Monitor types¶

Lanby supports two broad categories of monitoring: probes that actively test a service on a schedule, and keepalive heartbeats that expect your service to check in periodically.

flowchart LR
    L(Lanby)
    P(Probe monitor)
    K(Keepalive monitor)
    S(Your service)

    L -->|checks on schedule| P
    P -->|probes| S
    S -->|pings in| K
    K --> L

Monitor states¶

Every monitor is always in one of these states:

State	Meaning
`pending`	Newly created, no results yet. No alerts fire.
`up`	Last check passed.
`degraded`	Check passed but response was slow (above `slow_threshold_ms`), or a TLS certificate is expiring soon.
`down`	Check failed — wrong status, timeout, connection refused, etc.
`paused`	Monitoring suspended. No checks run, no alerts fire.
`unknown`	Monitor exists but no recent data. Occurs after a long offline period.
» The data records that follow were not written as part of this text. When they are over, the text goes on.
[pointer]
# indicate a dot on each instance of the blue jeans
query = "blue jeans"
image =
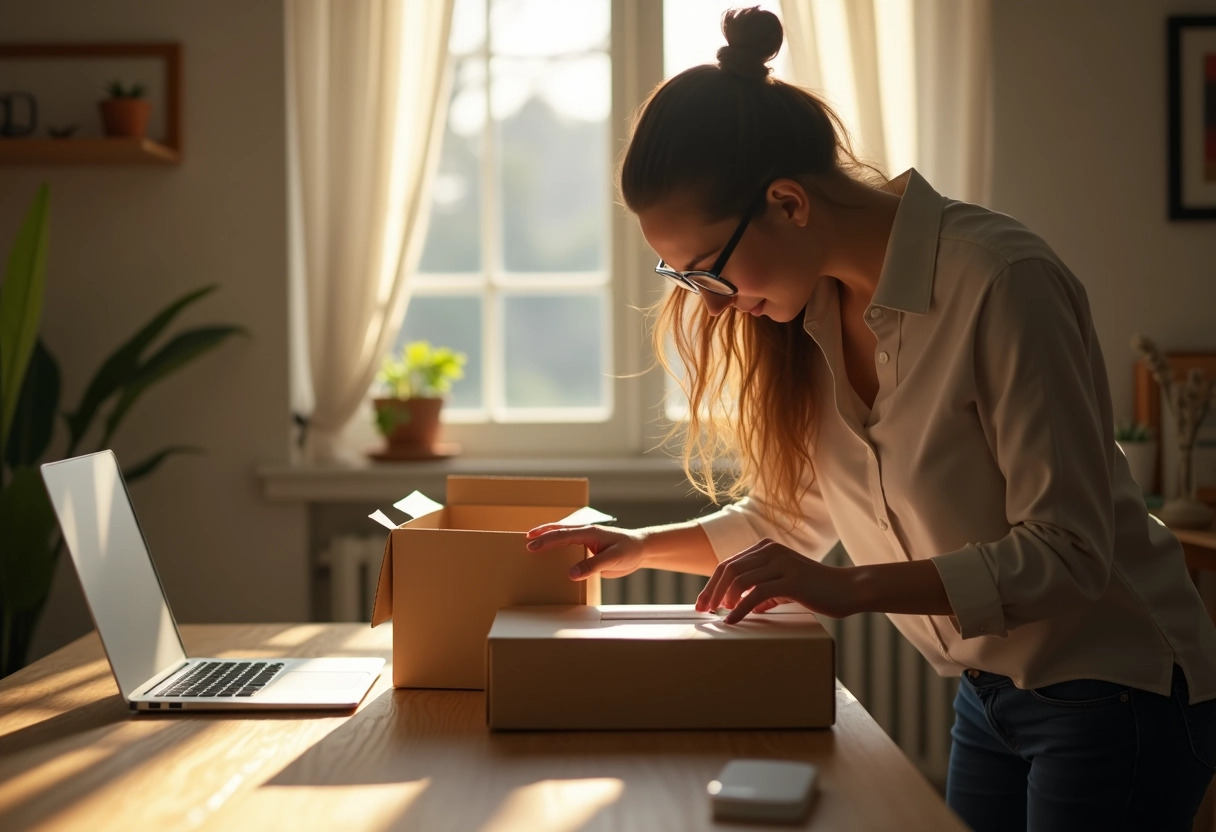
(1081, 754)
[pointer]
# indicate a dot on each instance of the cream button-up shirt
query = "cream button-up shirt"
(990, 450)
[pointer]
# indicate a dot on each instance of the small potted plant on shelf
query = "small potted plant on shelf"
(1136, 442)
(125, 112)
(415, 382)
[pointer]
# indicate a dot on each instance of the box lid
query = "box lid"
(573, 492)
(646, 623)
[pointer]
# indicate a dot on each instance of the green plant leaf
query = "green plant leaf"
(21, 305)
(27, 555)
(34, 420)
(151, 464)
(180, 350)
(118, 369)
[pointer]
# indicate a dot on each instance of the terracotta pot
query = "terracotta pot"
(125, 117)
(415, 422)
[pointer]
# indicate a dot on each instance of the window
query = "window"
(529, 265)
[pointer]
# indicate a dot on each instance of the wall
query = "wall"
(124, 241)
(1080, 157)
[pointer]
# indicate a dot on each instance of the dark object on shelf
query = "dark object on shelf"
(10, 127)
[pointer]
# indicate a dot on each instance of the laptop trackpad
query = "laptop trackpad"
(316, 686)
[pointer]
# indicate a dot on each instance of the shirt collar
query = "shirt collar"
(906, 280)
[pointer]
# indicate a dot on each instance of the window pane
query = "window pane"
(449, 321)
(454, 239)
(553, 354)
(553, 166)
(549, 27)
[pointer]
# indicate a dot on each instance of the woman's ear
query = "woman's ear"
(791, 200)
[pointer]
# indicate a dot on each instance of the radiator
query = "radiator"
(890, 679)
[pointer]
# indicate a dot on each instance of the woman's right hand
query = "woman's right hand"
(614, 552)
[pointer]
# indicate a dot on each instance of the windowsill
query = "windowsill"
(632, 479)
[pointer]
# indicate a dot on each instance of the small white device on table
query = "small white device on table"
(775, 791)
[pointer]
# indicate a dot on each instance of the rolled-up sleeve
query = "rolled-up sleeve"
(1041, 397)
(742, 524)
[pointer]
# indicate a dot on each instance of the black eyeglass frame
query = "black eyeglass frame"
(686, 279)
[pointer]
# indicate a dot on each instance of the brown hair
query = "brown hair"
(718, 135)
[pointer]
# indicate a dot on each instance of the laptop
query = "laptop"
(138, 630)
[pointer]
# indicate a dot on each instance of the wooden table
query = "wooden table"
(72, 757)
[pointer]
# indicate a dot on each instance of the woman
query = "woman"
(921, 380)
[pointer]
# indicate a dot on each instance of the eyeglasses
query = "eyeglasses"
(710, 280)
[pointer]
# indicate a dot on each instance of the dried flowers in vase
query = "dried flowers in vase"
(1188, 403)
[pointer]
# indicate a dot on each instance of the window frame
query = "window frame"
(632, 426)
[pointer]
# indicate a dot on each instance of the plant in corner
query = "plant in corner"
(125, 112)
(415, 383)
(29, 400)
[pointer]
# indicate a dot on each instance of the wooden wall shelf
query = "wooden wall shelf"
(102, 151)
(86, 151)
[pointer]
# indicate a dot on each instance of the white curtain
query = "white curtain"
(367, 89)
(911, 79)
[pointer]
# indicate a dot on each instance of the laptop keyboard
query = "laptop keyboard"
(224, 679)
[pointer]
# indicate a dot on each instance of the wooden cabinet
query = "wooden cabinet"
(102, 150)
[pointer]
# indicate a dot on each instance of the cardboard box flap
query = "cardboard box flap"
(382, 608)
(570, 492)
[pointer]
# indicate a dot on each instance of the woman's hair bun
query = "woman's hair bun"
(753, 38)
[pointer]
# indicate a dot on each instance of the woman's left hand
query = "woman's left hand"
(769, 574)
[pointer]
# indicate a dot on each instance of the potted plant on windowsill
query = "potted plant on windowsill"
(125, 112)
(415, 383)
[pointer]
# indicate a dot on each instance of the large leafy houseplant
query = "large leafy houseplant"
(29, 402)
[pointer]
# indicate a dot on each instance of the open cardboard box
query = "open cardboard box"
(651, 667)
(446, 572)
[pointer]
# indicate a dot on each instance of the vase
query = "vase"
(1186, 511)
(125, 118)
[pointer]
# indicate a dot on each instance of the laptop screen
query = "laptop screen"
(112, 558)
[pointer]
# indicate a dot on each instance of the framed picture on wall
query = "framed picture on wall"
(1192, 97)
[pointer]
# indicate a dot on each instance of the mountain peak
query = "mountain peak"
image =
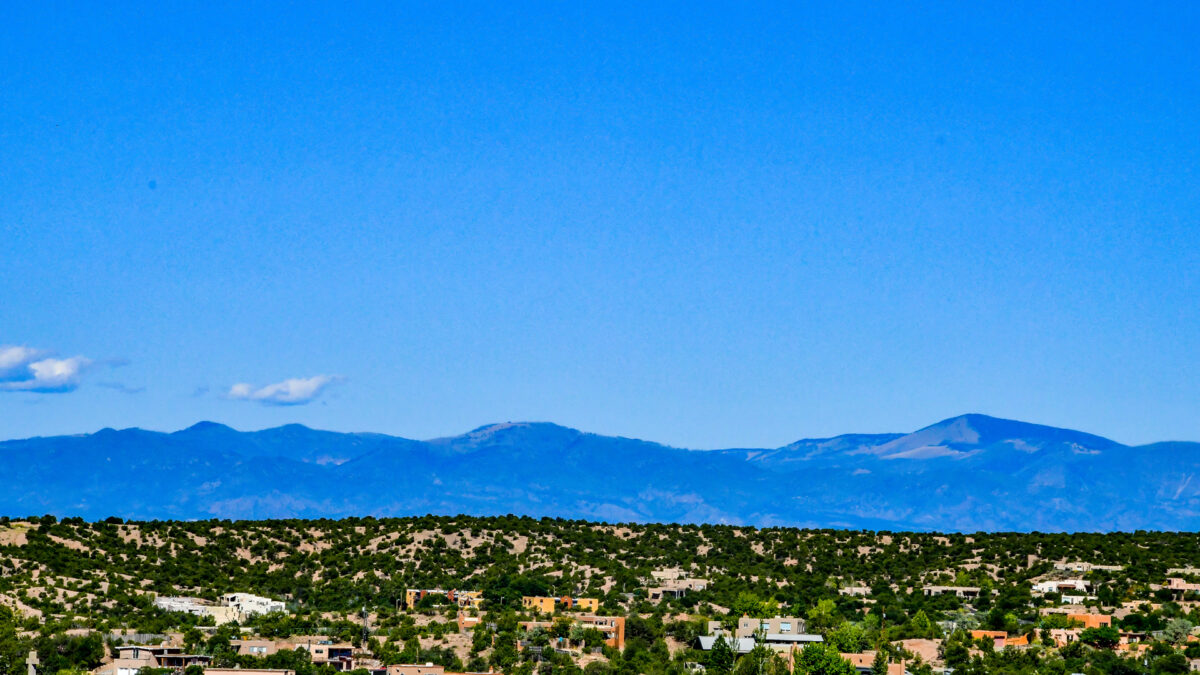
(205, 426)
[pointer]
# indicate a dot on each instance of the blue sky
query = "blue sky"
(700, 223)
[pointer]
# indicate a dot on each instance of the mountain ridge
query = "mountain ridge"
(964, 473)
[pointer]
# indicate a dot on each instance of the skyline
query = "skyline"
(694, 226)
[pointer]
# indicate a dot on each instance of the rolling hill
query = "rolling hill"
(965, 473)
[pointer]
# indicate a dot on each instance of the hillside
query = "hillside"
(965, 473)
(73, 590)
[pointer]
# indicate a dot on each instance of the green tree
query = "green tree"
(1104, 637)
(720, 658)
(822, 659)
(880, 665)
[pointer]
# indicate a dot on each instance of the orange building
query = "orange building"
(539, 604)
(612, 627)
(1091, 620)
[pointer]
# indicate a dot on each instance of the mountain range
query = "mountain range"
(971, 472)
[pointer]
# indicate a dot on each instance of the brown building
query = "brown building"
(253, 647)
(612, 627)
(1091, 620)
(247, 671)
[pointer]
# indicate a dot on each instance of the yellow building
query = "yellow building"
(539, 603)
(587, 604)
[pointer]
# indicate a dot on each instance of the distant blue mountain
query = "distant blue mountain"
(965, 473)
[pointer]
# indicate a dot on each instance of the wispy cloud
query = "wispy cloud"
(120, 387)
(294, 392)
(24, 369)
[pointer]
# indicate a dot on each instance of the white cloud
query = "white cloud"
(23, 369)
(294, 392)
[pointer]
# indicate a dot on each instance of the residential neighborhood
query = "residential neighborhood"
(543, 597)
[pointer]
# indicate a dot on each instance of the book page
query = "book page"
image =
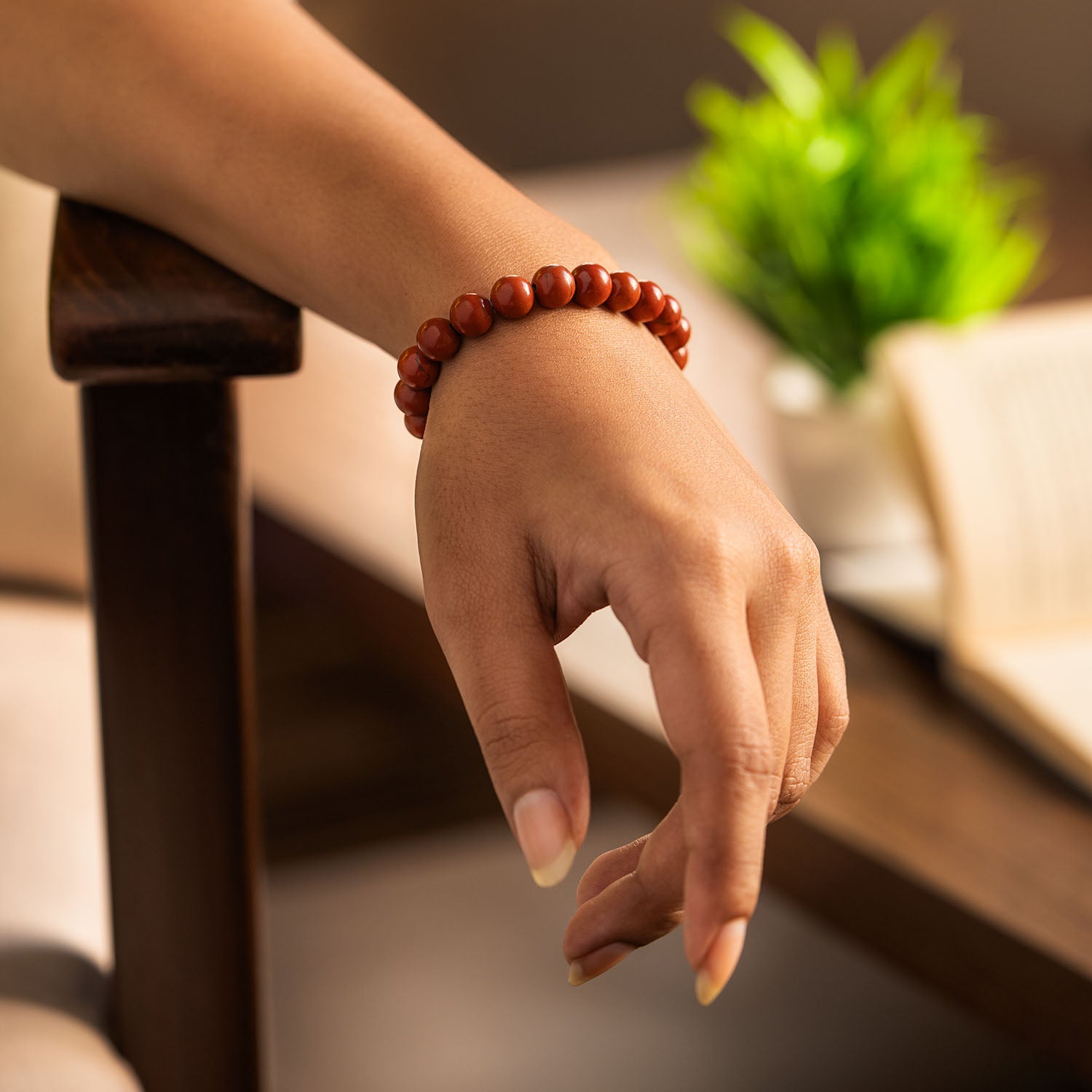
(1040, 686)
(1002, 415)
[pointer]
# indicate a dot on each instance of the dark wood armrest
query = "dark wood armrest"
(129, 304)
(155, 333)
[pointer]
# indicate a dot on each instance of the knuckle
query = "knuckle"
(793, 786)
(509, 740)
(795, 559)
(751, 755)
(661, 912)
(831, 729)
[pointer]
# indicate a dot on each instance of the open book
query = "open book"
(1002, 414)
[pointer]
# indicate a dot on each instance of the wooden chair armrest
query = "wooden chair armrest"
(155, 334)
(131, 305)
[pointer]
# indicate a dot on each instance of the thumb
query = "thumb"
(515, 692)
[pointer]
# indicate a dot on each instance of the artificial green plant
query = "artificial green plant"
(836, 203)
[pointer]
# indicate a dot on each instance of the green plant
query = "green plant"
(838, 202)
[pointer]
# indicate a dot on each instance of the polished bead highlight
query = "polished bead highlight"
(649, 304)
(593, 285)
(678, 336)
(513, 296)
(554, 286)
(471, 314)
(410, 401)
(668, 318)
(438, 340)
(625, 292)
(417, 371)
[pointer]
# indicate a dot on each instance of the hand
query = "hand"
(568, 465)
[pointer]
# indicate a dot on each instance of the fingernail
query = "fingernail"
(594, 963)
(721, 961)
(542, 829)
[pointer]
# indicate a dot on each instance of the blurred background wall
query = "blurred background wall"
(521, 83)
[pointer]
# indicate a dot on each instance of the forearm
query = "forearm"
(247, 130)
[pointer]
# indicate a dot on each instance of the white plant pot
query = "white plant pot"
(847, 461)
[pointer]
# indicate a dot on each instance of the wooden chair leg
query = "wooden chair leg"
(172, 598)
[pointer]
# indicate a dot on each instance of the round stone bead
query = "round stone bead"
(668, 318)
(593, 285)
(416, 371)
(513, 296)
(678, 336)
(650, 303)
(410, 401)
(437, 340)
(625, 292)
(471, 314)
(554, 286)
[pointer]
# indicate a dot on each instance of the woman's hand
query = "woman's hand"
(567, 467)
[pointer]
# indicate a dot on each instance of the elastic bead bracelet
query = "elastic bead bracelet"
(513, 297)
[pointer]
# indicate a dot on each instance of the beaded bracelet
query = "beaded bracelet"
(513, 297)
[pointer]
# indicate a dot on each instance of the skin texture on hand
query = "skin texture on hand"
(568, 467)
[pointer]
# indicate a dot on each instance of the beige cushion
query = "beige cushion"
(43, 1050)
(41, 508)
(55, 948)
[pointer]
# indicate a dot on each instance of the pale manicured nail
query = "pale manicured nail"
(596, 963)
(721, 960)
(542, 829)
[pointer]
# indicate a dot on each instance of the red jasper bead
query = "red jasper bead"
(650, 304)
(625, 292)
(471, 314)
(513, 296)
(416, 371)
(668, 318)
(410, 401)
(437, 340)
(554, 286)
(593, 285)
(678, 336)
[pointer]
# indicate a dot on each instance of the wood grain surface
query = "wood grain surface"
(152, 331)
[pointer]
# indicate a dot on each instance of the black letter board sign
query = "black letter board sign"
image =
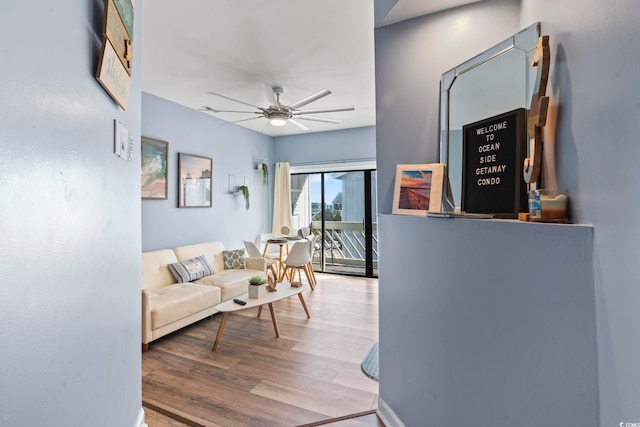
(493, 152)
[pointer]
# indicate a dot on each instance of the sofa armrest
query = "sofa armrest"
(256, 264)
(146, 316)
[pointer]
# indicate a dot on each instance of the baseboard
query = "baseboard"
(387, 416)
(140, 421)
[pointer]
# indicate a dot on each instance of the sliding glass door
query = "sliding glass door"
(340, 207)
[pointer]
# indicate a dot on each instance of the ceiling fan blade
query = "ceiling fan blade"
(235, 100)
(310, 98)
(243, 120)
(213, 110)
(324, 110)
(318, 119)
(300, 125)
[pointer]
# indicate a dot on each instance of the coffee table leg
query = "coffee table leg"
(275, 321)
(220, 329)
(304, 305)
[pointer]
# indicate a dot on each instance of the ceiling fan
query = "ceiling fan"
(278, 114)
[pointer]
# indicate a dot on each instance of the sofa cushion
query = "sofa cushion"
(177, 301)
(233, 260)
(190, 269)
(155, 273)
(231, 282)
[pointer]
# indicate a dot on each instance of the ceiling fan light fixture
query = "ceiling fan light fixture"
(278, 121)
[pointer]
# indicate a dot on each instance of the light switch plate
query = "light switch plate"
(123, 142)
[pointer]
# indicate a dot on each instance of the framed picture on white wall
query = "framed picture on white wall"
(418, 188)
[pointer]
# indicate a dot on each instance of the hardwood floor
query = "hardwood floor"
(308, 375)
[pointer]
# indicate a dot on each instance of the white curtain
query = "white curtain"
(282, 197)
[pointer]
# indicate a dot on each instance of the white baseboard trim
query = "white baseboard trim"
(140, 421)
(386, 414)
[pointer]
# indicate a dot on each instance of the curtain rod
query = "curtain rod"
(333, 162)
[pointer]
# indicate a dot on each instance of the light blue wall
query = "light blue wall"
(594, 85)
(347, 144)
(594, 90)
(234, 150)
(70, 224)
(473, 332)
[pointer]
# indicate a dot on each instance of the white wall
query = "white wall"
(70, 224)
(234, 150)
(594, 89)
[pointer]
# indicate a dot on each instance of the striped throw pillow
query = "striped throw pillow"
(233, 260)
(190, 269)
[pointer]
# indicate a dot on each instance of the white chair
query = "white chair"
(272, 251)
(297, 260)
(304, 232)
(254, 252)
(312, 248)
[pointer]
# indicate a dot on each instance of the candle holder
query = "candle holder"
(548, 205)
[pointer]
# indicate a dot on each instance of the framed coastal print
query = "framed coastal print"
(418, 188)
(194, 186)
(154, 168)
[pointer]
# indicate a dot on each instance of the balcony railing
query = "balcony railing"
(344, 243)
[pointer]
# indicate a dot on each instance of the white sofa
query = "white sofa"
(168, 306)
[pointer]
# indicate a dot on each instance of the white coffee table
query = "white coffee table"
(284, 290)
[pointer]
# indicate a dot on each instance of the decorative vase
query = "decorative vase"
(257, 291)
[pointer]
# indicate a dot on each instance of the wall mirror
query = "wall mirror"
(498, 80)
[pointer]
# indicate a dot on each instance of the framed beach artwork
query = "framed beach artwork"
(418, 188)
(194, 186)
(154, 168)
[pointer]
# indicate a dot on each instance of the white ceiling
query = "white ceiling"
(233, 47)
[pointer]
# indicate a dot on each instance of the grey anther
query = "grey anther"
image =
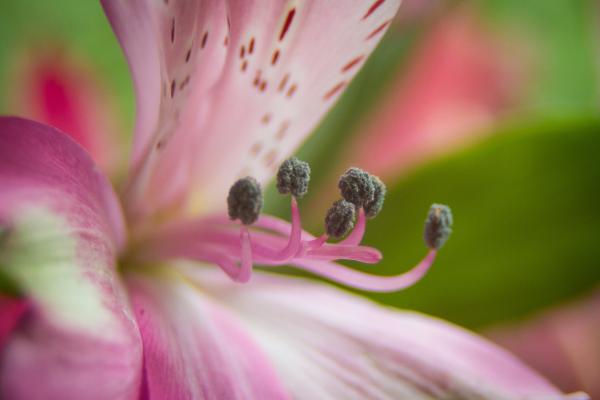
(293, 177)
(340, 218)
(245, 200)
(357, 187)
(438, 226)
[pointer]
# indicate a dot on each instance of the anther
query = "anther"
(245, 200)
(357, 187)
(438, 226)
(372, 208)
(293, 177)
(340, 218)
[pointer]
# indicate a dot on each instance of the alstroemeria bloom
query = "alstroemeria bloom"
(135, 304)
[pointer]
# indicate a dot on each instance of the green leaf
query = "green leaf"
(527, 211)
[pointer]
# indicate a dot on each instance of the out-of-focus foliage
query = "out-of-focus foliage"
(525, 201)
(78, 28)
(564, 33)
(525, 204)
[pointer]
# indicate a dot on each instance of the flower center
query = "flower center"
(271, 242)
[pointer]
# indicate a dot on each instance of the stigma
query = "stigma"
(270, 242)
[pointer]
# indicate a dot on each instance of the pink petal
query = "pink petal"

Degraded vs down: degraded means the service is reachable but something is worth flagging — high latency, an expiring certificate, or an unexpected but non-fatal response. down means the service failed the check outright. Both states trigger alerts; you can configure separate alert channels for each.

Retries and recovery¶

Retries: Before marking a monitor down, Lanby retries the failing probe up to the configured retry count. This prevents transient blips from firing spurious alerts. A probe must fail retries + 1 consecutive times to transition to down.

Recovery: By default, a single passing check recovers a monitor from down back to up. Set recovery_successes to require multiple consecutive passes before recovery — useful for flappy services.

Recovery interval: When a monitor is down or degraded, the relay switches to recovery_interval_seconds instead of the normal interval. Set this lower than the normal interval to detect recovery faster.

Probe monitors¶

Probe monitors run on a configured schedule and actively test a target. If the target fails — wrong status code, unreachable port, timeout — Lanby marks it as down and fires an alert.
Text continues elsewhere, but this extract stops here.